By completing this document, I intend to create a durable power of attorney for health care under Alaska Statutes 13.26.325.  It shall take effect upon my incapacity to make my own health care decisions and shall continue during that incapacity to the extent permitted by law or until I revoke it.

 

This durable power of attorney may be revoked by me at any time so long as I am mentally competent to do so.

 

Please initial appropriate box.

 

o           I have executed a separate “Living Will” under AS 18.12.010.

 

o           I have not executed a separate “Living Will” under AS 18.12.010.

 

My wishes concerning the kinds of medical care I do or do not wish to receive if I should have an incurable or irreversible condition are incorporated herein.

 

 

 

   

 

 


Section 3

 

If the person designated as my Agent in Section 1 is unable or unwilling to act as my Agent, or if I revoke that person’s authority to act as my Agent, I then designate and appoint, in the order listed below, the following persons to serve as my Agent to make health care decisions for me.

 

First Alternate Agent:

Name:                                                                                                                                                

Street Address:                                                                                                                                  

City, State and Zip Code:                                                                                                                   

Phone:    (     )                                                                                                                                    

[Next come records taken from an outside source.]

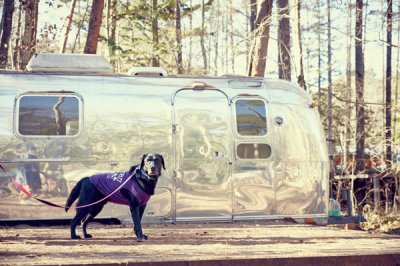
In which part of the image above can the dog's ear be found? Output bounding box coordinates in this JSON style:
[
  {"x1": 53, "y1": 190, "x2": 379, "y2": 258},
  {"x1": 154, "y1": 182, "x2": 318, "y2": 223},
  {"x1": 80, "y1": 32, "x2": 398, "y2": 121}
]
[
  {"x1": 159, "y1": 155, "x2": 166, "y2": 170},
  {"x1": 140, "y1": 154, "x2": 147, "y2": 169}
]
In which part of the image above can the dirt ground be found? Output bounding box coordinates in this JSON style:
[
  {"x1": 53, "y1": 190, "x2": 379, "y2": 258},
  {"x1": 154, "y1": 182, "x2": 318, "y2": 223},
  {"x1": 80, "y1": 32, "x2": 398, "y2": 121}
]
[{"x1": 0, "y1": 221, "x2": 400, "y2": 265}]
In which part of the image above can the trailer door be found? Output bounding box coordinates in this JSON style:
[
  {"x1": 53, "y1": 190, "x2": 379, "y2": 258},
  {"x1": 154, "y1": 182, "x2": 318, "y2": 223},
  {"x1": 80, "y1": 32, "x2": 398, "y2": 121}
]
[{"x1": 173, "y1": 89, "x2": 232, "y2": 221}]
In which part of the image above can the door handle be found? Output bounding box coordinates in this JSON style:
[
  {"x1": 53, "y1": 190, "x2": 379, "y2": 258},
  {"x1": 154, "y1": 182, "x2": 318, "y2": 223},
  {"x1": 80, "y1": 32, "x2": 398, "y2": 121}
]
[{"x1": 213, "y1": 151, "x2": 227, "y2": 158}]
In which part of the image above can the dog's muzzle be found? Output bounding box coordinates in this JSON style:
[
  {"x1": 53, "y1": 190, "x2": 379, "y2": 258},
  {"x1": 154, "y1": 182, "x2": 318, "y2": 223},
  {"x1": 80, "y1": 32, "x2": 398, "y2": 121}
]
[
  {"x1": 140, "y1": 169, "x2": 159, "y2": 181},
  {"x1": 148, "y1": 167, "x2": 159, "y2": 176}
]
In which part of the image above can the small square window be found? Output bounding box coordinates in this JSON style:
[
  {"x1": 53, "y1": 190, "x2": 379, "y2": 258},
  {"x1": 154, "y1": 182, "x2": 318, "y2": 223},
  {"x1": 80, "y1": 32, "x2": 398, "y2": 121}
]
[
  {"x1": 17, "y1": 94, "x2": 81, "y2": 136},
  {"x1": 235, "y1": 99, "x2": 267, "y2": 136}
]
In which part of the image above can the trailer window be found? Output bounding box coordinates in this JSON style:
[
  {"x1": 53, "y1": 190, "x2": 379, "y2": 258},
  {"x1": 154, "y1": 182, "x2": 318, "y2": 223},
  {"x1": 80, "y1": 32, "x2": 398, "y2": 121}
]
[
  {"x1": 237, "y1": 143, "x2": 271, "y2": 159},
  {"x1": 235, "y1": 99, "x2": 267, "y2": 136},
  {"x1": 17, "y1": 95, "x2": 80, "y2": 136}
]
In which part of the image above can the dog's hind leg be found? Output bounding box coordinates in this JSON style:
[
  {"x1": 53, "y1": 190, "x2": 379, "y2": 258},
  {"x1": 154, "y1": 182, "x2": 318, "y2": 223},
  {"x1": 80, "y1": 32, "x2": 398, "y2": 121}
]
[
  {"x1": 70, "y1": 207, "x2": 92, "y2": 239},
  {"x1": 82, "y1": 203, "x2": 105, "y2": 239},
  {"x1": 70, "y1": 178, "x2": 105, "y2": 239}
]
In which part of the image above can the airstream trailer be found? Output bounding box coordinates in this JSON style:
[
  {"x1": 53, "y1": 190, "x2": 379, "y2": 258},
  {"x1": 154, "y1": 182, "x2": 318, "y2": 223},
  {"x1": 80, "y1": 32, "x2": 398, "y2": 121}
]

                 Area Code

 

Second Alternate Agent:

Name:                                                                                                                                                

Street Address:                                                                                                                                  

City, State and Zip Code:                                                                                                                   

Phone:    (     )                                                                                                                                    

                 Area Code

 

By signing this document, I indicate that I understand the purpose and effect of this durable power of attorney for health care.

 

(You must sign this in the presence of a Notary Public.)

 

Dated this                      day of                                                        , 200       .

 

                                                                                                                                                          

Signature                                                                      Print Name

 

                                                                                                                                                          

Address                                                                       City, State and Zip

 

State of Alaska                                  )

                                                         )       ss

                         Judicial District         )

 

The foregoing instrument was acknowledged before me by                                                                  

 

This                         day of                                             , 20         , at                                    , Alaska.

 

                                                                                                                                                          

(Signature of Person Taking Acknowledgment)             (Title or Rank)

 

My commission Expires:                                              

 

This Declaration Must Be Acknowledged By A Person Qualified To Take Acknowledgments Under Alaska Statutes 09.63.010.